The look of the Marshall Major IV headphones are stepped in its music legacyGearBrain
To start, the Marshall Major IV, which dropped in September, have a classic style, and a clean rocker design. Marshall, of course, is a classic brand name in the music industry, and is well-known for its storied guitar amps, as well as its loudspeakers and the configuration of the two can be put together into something called the Marshall Stack. The company launched in the UK, and became an immediate competitor to Fender. Since then the brand has since also pushed out consumer devices, like headphones and individual speakers.
I liked everything about the way the Marshall Major IV's looked from the squared-off ear pads to the visible metal wires that slide along the headpiece, reminding me of headphones that might have been used by air pilots decades ago. They're also small in size and very light, 5.82 ounces, which, if you're wearing them for any length of time, is going to be appreciated.
You can adjust the arms, sliding them up and down depending on the size of your head. But these have a firm fit against the ear, maybe too. After a couple of hours, they begin to pinch even with the heavy padding on each ear, which sits on top and not over the ear. Not everyone is going to use them for that long, but for some, headphones have become standard home gear especially for those sharing work from home spaces with roommates and family.
One knob controls all features on the headphonesGearBrain
There is just one button on the headphones, a bronze-colored knob, and this controls the power, Bluetooth connection, picking up calls, playing sound and volume, and calling up your smart assistant. It's a nice design choice and was frankly easy to get used to pushing this one spot rather than feeling about for the right button to press depending on my need.
You can share what the sound of you're watching or listening to as well, by popping in an audio cord, which is included, into the 3.5mm port on the headphones and then into a pal's. That's also what you'll use to wire these for airplane use.
Connecting to a laptop and smartphone was supremely simple too — just pressing for four seconds turned on the Bluetooth connection, and I could select the Major IV from my list of devices.

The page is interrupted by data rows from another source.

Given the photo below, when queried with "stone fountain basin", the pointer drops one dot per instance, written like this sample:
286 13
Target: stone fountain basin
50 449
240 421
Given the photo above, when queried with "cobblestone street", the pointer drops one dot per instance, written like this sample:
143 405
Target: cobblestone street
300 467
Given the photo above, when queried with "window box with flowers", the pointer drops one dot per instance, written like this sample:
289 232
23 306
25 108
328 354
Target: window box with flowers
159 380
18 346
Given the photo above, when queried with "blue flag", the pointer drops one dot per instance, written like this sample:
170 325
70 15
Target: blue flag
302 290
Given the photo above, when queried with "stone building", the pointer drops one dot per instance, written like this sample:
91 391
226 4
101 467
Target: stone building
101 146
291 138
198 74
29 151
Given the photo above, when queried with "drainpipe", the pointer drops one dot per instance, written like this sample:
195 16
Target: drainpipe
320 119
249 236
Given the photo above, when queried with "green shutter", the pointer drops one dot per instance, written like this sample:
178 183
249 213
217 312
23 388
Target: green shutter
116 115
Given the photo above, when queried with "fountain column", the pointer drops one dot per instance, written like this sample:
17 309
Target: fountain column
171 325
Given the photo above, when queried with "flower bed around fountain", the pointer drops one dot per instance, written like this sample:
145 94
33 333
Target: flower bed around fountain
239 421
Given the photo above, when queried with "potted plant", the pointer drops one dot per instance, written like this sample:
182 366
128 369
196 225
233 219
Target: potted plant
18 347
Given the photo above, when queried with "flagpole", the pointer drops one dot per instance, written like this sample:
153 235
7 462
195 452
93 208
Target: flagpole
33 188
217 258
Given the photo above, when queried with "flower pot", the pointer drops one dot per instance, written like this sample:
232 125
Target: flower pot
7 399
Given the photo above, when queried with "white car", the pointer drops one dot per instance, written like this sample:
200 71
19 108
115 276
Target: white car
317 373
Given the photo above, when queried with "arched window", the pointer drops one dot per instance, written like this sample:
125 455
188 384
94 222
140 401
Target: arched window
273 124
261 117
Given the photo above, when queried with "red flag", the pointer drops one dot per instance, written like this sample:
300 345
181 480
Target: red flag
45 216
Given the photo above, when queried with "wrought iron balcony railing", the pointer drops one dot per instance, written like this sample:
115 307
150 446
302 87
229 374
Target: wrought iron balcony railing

The Marshall Major IV headphones have small, square-shaped pads that sit on, not over, the earGearBrain
The Marshall Major IV do not have active noise cancellation — nor any kind of noise dampening actually. Sitting on my head, without music or sound playing, I could hear someone talking in another room. In short, you're not going to want to buy these if you're looking for headphones that create a silence pocket for you.
Sound through the Major IV was very clear, bending a bit towards a heavy bass tone. But music stayed full, and details were crisp in my ear, and there was solid separation between the left and right whether I was listening to songs or to movies. I actually enjoyed listening to music through these. I also didn't find any Bluetooth delays when watching a movie — in short, the words I heard were in sync with people talking on my computer screen. That's nice, and appreciated — and not always the case in wireless audio devices.
Call quality was excellent, with voice clarity was some of the best I've heard in headphones, and those hearing me said my own voice was easy to hear. What was also nice was I could also hear my own voice, a side effect of not having noise cancellation, but it's something I prefer.
The Marshall Major IV have a long battery life — 80+ hours of use on one charge which is substantial, and you can get a speed boost of 15 hours in just 15 minutes. A USB-C charging cable comes with the headphones, but they also support wireless charging as well. But you'd have to pick up a wireless charger if that's something you want.
The headphones are light weight, and have adjustable arms for a close fitGearBrain
You can pick up the Marshal Major IV headphones for $149.99 on the company's site.
The lack of active noise cancellation in the Marshall Major IV needs to noted, but if that's not something you need, nor a feature you want to pay for, than you can set that lack of feature aside. You're typically going to pay more than $300 for ANC headphones, although you can find them for less — but not in the $150 range. But we also found that over the course of a couple of hours, these are headphones that can start to pinch after an extended wear.
Still, the sound while taking phone calls as well as listening to music is solid, and there was no Bluetooth lag while watching movies. These are also likely going to appeal to someone who gets the Marshall brand, and connects with the look — plus those who don't want to drop north of $150 for quality sounding headphones. For all those reasons, the Marshall Major IV's are worth a serious look.